Ahmet Meral Bey, Medeniyet teriminin etimolojik olarak incelemesini yaptı. Kısaca  1. şehirli, 2. Medine'li anlamında olduğunu söyledi. “Medeniyet toplum biliminin konusuna girmektedir ve TDK tarafından açıklaması uygarlık olarak yapılmaktadır. Medeniyet, bir toplumun tüm unsurlarını yani, maddi manevi varlıklarını, düşüncelerini, bilimini, sanatını, teknolojisini, canlı türlerini ve ürünlerini kapsayan çok geniş bir ifadedir.” diye ekledi. Aynı biçimde uygarlığın da etimolojinden söz etti. Kısaca, Uygur bir Türk kavmi, uygur "medeni"... Meral Bey, Cumhuriyet öncesinde kültürle ilgili çalışmaları, görüşleri özetledikten sonra. Özellikle Ziya Gökalp’ın Türkleşmek, İslâmlaşmak, Muasırlaşmak kitabı üzerinde kısaca durmuştur: “Tanzimat'ın ilânından itibaren Osmanlı Devleti'nde tartışılan üç ayrı fikir akımı üzerinde durmuştur: Türkçülük, İslâmcılık ve medeniyetçilik. Gökalp, devletin ve milletin kurtuluşunu bu üç fikrin uzlaşmasında aramış; İslâmcılık ve medeniyetçilik düşüncelerini, Türkçülük düşüncesini daha da zenginleştirecek bir vasıta olarak görmüştür.”... Meral, Gazi Mustafa kemal Atatürk’ün, “Ne mutlu Türküm diyene.” sözünü, Anadolu’daki medeniyetleri de içine alan geniş çerçeve ’de açıklamıştır.

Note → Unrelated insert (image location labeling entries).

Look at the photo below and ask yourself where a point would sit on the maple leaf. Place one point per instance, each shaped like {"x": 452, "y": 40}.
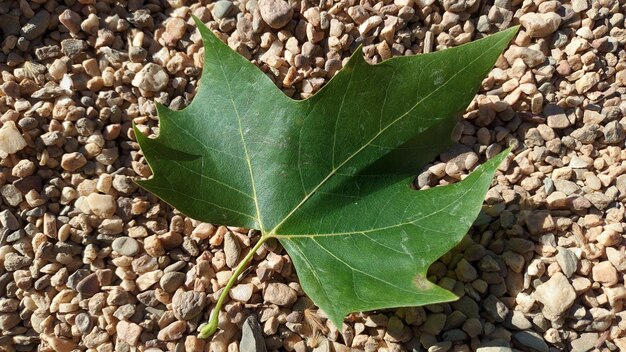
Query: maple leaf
{"x": 329, "y": 176}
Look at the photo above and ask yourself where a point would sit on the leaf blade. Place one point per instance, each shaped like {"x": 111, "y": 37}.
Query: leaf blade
{"x": 410, "y": 249}
{"x": 306, "y": 172}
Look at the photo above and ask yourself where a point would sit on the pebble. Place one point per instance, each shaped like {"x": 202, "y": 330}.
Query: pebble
{"x": 125, "y": 246}
{"x": 73, "y": 161}
{"x": 188, "y": 305}
{"x": 276, "y": 13}
{"x": 539, "y": 25}
{"x": 613, "y": 132}
{"x": 12, "y": 140}
{"x": 532, "y": 340}
{"x": 232, "y": 249}
{"x": 89, "y": 285}
{"x": 279, "y": 294}
{"x": 586, "y": 342}
{"x": 252, "y": 336}
{"x": 8, "y": 220}
{"x": 605, "y": 273}
{"x": 14, "y": 261}
{"x": 222, "y": 9}
{"x": 151, "y": 78}
{"x": 128, "y": 332}
{"x": 71, "y": 20}
{"x": 556, "y": 295}
{"x": 530, "y": 57}
{"x": 556, "y": 117}
{"x": 102, "y": 205}
{"x": 567, "y": 261}
{"x": 465, "y": 271}
{"x": 83, "y": 322}
{"x": 36, "y": 26}
{"x": 171, "y": 281}
{"x": 145, "y": 281}
{"x": 242, "y": 292}
{"x": 173, "y": 331}
{"x": 495, "y": 308}
{"x": 434, "y": 324}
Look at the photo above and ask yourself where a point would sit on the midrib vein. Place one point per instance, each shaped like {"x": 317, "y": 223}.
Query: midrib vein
{"x": 369, "y": 142}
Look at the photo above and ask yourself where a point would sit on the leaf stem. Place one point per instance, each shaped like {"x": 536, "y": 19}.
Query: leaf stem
{"x": 211, "y": 327}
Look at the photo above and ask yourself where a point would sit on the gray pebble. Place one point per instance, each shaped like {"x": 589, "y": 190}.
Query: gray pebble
{"x": 83, "y": 322}
{"x": 188, "y": 305}
{"x": 495, "y": 308}
{"x": 171, "y": 281}
{"x": 8, "y": 220}
{"x": 251, "y": 336}
{"x": 531, "y": 339}
{"x": 126, "y": 246}
{"x": 567, "y": 261}
{"x": 222, "y": 9}
{"x": 36, "y": 26}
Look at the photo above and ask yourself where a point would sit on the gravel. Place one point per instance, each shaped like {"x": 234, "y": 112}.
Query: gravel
{"x": 90, "y": 261}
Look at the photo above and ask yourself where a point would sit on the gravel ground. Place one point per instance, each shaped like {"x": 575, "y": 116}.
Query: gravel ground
{"x": 91, "y": 262}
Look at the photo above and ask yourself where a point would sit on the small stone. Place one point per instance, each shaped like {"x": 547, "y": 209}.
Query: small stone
{"x": 518, "y": 321}
{"x": 567, "y": 261}
{"x": 188, "y": 305}
{"x": 601, "y": 319}
{"x": 530, "y": 57}
{"x": 8, "y": 220}
{"x": 145, "y": 281}
{"x": 128, "y": 332}
{"x": 579, "y": 5}
{"x": 617, "y": 258}
{"x": 605, "y": 273}
{"x": 531, "y": 339}
{"x": 252, "y": 336}
{"x": 472, "y": 327}
{"x": 36, "y": 26}
{"x": 539, "y": 25}
{"x": 125, "y": 246}
{"x": 151, "y": 78}
{"x": 11, "y": 195}
{"x": 71, "y": 20}
{"x": 539, "y": 222}
{"x": 193, "y": 343}
{"x": 171, "y": 281}
{"x": 172, "y": 332}
{"x": 280, "y": 294}
{"x": 14, "y": 261}
{"x": 176, "y": 28}
{"x": 586, "y": 82}
{"x": 242, "y": 292}
{"x": 11, "y": 140}
{"x": 398, "y": 332}
{"x": 222, "y": 9}
{"x": 102, "y": 205}
{"x": 556, "y": 295}
{"x": 83, "y": 322}
{"x": 89, "y": 286}
{"x": 495, "y": 308}
{"x": 556, "y": 117}
{"x": 59, "y": 344}
{"x": 434, "y": 323}
{"x": 465, "y": 272}
{"x": 73, "y": 161}
{"x": 276, "y": 13}
{"x": 586, "y": 342}
{"x": 613, "y": 132}
{"x": 232, "y": 249}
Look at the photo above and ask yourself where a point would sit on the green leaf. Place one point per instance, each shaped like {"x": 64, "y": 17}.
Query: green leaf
{"x": 329, "y": 176}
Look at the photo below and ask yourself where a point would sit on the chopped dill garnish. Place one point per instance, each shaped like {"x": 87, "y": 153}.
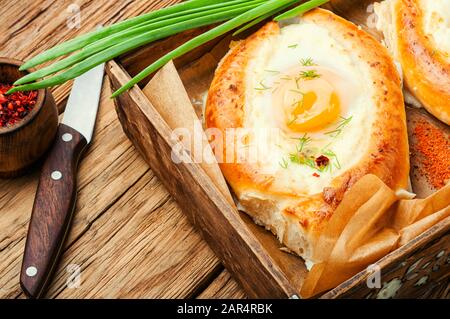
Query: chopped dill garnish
{"x": 341, "y": 125}
{"x": 331, "y": 155}
{"x": 307, "y": 62}
{"x": 305, "y": 140}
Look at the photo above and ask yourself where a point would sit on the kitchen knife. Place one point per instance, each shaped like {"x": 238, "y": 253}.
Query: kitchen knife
{"x": 56, "y": 194}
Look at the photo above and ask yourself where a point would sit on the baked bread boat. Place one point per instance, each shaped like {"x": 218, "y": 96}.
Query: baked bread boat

Erdoğan Teke Bey, Yıldız’ın kısaca değindiği bireysel ve toplumsal kültür farlılıklarına yaşantısından örnekler vererek değindi. Bir zamanlar ikamet ettiği Şile ve Çekmeköy arasındaki farlılıkları örnekleriyle anlattı. Yine misafir olarak kaldığı bir Çerkez ailesinde gördüğü adet ve görenek farklılığı üzerinde durdu. İsviçre’de kaldığı süredeki gözlemlerini dile getirdi. Her gözlem ders verici. Bu arada İsviçre yetkililerinin bu konudaki hassasiyetleri üzerinde durdu. Örneğin bir aile bir mahallede ev mi tutacak. Kaç çocuğu olduğu soruluyor ki ona göre geniş bir yer olsun. Yedi yaşından büyük kız ve erkek bir odada yatamaz. Aile ona göre çok odalı ev tutmak zorunda. Ayrıca arabasının park sorunu konusu da görüşülüyor. Çocuk okula gidecekse okulda yer sorunu araştırılıyor. Örneğin 15 kişilik sınıfa 16 veya 17 öğrenci kabul edilebilir mi? Daha bitmedi, bakkala ona göre ekmek veriliyor,  gazete bırakılıyor. Orada satılmayan ekmek geri gitmiyor... Kız ve erkek gençlerin arkadaşlığı; birbirlerinin evlerine rahatça gidip gelmeleri konuları üzerinde de üzerine basa basa durdu. Peki, ya bizde?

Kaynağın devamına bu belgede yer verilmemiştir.